Privacidade com a próxima geração de consolas? Esqueçam-na!

A Sony também tem telhados de vidro no que toca à possível quebra de privacidade dos seus utilizadores. Mas apesar de tudo os termos da Microsoft estão escritos de forma que parecem mostrar mais remorsos pelo facto.

A Sony lançou uns novos termos de uso relativos à Playstation 4, e nele revela que, tal como a Microsoft o havia feito antes, pode monitorizar e gravar a actividade na PSN, incluindo conteúdo de comunicações texto e voz.

Mais ainda a Sony refere que esta informação pode ser usada pelas empresas associadas à Sony, de acordo com o permitido por lei, em protecção dos direitos da Sony e dos seus utilizadores, para proteger a segurança pessoal de empregados e utilizadores e para garantir o cumprimento dos termos de serviço.

Acerca da monitorização online, a Sony refere que não pode monitorizar toda a actividade da PSN, e que não pretende fazê-lo.



No entanto reservamos o direito de, à nossa discrição, monitorizar e gravar toda a vossa actividade na PSN e remover qualquer do vosso UGM (media gerado pelo utilizador) à nossa discrição, sem qualquer aviso.

O vosso uso da PSN e das nossas características de comunidade podem ser gravadas e colectadas por nós, ou enviadas a outros utilizadores como descrito no ponto 13.1. Qualquer informação colectada desta forma, por exemplo, o vosso UGM, o conteúdo das vossas comunicações voz e texto, vídeos do vosso jogo, a hora e localização das vossas actividades e o vosso nome, o vosso ID online na PSN e endereço IP, podem ser usados por nós ou nosso afiliados para garantir estes termos e os Termos de Serviço da SEN (Sony Entertainement Network), para obedecer ao disposto na lei,  protecção dos direitos da Sony e dos seus utilizadores, para proteger a segurança pessoal de empregados e utilizadores . Estas informações podem ser passadas à polícia ou outras autoridades apropriadas.
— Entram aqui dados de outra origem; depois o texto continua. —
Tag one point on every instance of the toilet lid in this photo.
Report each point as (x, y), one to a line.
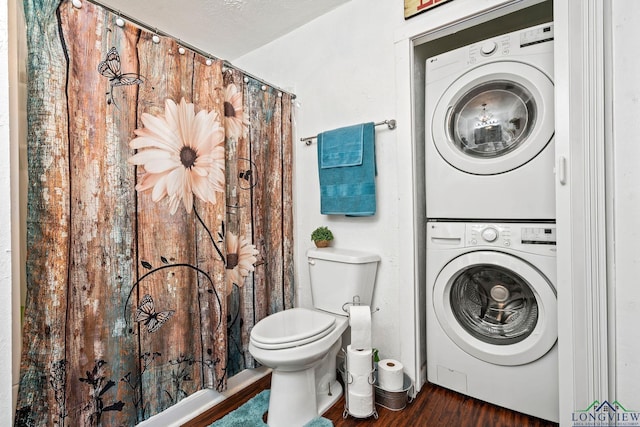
(290, 328)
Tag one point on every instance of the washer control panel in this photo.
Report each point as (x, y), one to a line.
(539, 238)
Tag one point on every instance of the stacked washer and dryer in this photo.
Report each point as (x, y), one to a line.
(491, 236)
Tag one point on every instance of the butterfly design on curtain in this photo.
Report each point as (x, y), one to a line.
(147, 315)
(111, 69)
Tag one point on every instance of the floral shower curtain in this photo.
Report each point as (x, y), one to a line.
(159, 223)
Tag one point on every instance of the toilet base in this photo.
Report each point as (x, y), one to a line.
(297, 397)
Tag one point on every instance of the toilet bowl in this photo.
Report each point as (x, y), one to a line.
(303, 382)
(301, 344)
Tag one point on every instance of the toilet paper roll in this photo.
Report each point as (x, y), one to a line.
(359, 368)
(360, 323)
(360, 405)
(390, 375)
(359, 361)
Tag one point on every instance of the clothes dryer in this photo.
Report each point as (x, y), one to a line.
(489, 129)
(492, 313)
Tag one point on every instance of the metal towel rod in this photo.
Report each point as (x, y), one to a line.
(391, 123)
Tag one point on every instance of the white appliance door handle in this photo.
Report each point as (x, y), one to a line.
(562, 170)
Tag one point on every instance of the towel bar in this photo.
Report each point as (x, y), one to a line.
(391, 124)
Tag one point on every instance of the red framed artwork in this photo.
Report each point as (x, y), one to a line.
(414, 7)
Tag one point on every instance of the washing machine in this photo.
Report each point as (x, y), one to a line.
(489, 127)
(492, 313)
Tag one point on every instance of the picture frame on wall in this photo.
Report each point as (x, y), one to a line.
(414, 7)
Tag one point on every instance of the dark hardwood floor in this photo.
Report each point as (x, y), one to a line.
(433, 407)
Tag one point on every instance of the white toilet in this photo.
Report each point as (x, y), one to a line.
(301, 344)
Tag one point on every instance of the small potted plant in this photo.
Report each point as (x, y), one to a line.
(322, 237)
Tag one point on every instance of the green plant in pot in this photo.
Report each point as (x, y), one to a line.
(322, 237)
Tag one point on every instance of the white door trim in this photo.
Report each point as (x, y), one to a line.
(581, 136)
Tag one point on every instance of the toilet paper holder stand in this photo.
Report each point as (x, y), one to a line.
(355, 301)
(348, 379)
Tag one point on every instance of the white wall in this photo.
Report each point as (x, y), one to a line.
(626, 158)
(354, 65)
(341, 67)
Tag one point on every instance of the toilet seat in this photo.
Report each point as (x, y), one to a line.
(291, 328)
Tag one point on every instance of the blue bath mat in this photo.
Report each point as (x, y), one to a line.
(250, 414)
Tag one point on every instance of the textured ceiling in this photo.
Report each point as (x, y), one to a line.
(226, 29)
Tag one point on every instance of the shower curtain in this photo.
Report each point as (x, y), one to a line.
(159, 221)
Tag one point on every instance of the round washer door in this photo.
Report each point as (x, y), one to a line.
(496, 307)
(494, 118)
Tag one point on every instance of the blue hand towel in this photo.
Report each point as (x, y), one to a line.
(347, 171)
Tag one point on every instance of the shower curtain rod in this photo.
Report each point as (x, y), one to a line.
(391, 124)
(154, 30)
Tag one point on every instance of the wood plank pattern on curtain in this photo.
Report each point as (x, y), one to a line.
(159, 224)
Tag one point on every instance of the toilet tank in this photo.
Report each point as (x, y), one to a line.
(340, 275)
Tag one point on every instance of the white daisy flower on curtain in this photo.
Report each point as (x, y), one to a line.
(241, 257)
(235, 118)
(182, 154)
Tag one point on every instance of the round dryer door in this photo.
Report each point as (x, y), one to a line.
(496, 307)
(495, 118)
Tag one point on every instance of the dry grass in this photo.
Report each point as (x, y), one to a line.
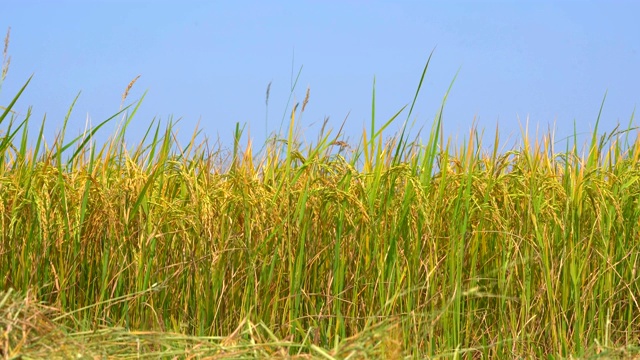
(378, 249)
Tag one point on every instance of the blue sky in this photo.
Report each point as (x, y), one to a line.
(211, 61)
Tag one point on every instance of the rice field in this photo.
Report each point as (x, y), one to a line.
(389, 247)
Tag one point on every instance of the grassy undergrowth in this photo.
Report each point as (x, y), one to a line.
(384, 248)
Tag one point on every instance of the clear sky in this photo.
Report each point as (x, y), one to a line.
(211, 61)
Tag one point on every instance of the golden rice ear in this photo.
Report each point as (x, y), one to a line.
(6, 59)
(126, 92)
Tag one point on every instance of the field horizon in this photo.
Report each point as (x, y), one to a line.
(387, 247)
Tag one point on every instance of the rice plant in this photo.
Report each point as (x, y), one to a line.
(383, 248)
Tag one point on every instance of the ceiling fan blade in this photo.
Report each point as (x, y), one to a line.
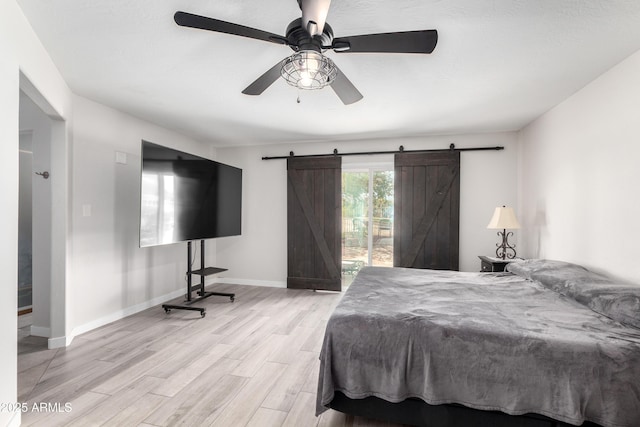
(423, 41)
(345, 90)
(185, 19)
(264, 81)
(314, 11)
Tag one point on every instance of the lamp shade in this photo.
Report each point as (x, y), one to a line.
(503, 218)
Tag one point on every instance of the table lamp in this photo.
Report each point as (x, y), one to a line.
(504, 218)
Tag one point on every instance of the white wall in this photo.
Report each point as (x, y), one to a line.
(579, 170)
(20, 50)
(111, 276)
(34, 120)
(488, 179)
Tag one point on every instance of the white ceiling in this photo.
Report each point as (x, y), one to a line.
(498, 64)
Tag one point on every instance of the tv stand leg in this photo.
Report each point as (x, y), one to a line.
(202, 294)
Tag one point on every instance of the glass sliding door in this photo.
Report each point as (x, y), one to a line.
(382, 219)
(367, 219)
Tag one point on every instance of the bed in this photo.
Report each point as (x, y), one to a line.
(547, 343)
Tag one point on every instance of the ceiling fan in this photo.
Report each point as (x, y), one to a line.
(309, 36)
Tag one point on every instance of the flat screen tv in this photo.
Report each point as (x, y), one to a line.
(185, 197)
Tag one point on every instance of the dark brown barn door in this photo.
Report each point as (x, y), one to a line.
(427, 210)
(314, 223)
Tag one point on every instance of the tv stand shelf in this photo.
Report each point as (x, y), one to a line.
(202, 294)
(208, 271)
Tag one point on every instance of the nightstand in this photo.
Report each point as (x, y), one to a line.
(491, 264)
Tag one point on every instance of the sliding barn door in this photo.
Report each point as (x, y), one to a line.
(427, 210)
(314, 223)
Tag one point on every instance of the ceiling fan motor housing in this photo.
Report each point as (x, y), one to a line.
(299, 38)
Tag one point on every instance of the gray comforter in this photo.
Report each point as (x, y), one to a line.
(491, 341)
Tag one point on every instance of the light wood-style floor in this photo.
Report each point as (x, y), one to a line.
(253, 362)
Ao aceitarem estes termos de serviço, vocês expressamente consentem que tal aconteça.

Os termos referem ainda que o software é apenas licenciado e não vendido, o que quer dizer que o utilizador apenas adquire os direitos de uso e não de propriedade do software. Mais ainda os termos referem que os utilizadores não podem re-vender os seus jogos em disco ou downloads sem autorização da SONY.



Por outras palavras, se os termos da Microsoft eram claros a mostrar que a privacidade dos utilizadores não existia, a da Sony é igual. Aliás, para todos os efeitos, pela escolha de palavras e frases, os termos da Sony parecem bem piores, uma vez que a referência à monitorização e gravação à discrição da Sony parece menos definida e clara que a da Microsoft .

Se a parte do adquirir apenas os direitos de uso de um jogo pode ser explicado como normal (o utilizador compra o jogo para jogar, mas não possui direitos sobre o código contido no BD), e a parte da venda ser algo que a Sony já usa nos seus termos desde 2009 – Citando esses termos actualmente em vigor: “You may not resell Game Software unless expressly authorised by Sony Computer Entertainment Europe” -, o verdadeiro problema está na forma pouco clara e não definida como a Sony refere que pode aceder a dados privados, sem referir como ou quem o pode fazer, e alegando que o fará à sua discrição.

E esta aparente liberdade sem restrições para uma acção violadora dos direitos à privacidade das pessoas, parece no mínimo, chocante e ilegal.

É que sem uma definição clara dos motivos que podem levar à quebra dos direitos de privacidade, estes termos dão a entender que qualquer mero funcionário da Sony que nem sabemos quem é, pode aceder e gravar comunicações pessoais e privadas.

É certo que estes termos são, no global, em tudo semelhantes aos da Microsoft com a Xbox One, mas há uma grande diferença: a forma como estão escritos, e que no caso da Sony parecem tomar a privacidade das pessoas como banal e algo que a empresa pode, por mera vontade de um funcionário que acorda mal disposto, aceder e visualizar, sem que o utilizador tenha depois qualquer argumento para actuar legalmente.

Uma coisa é a NSA aceder a dados para segurança nacional, outra é tal ser feito por um funcionáriozeco qualquer, sem real motivo e apenas porque os termos lhe permitem que a Sony aceda “à sua discrição a esses dados”. E sinceramente, com o uso das palavras “à nossa discrição” essa é a ideia que me passa ao ler estes termos.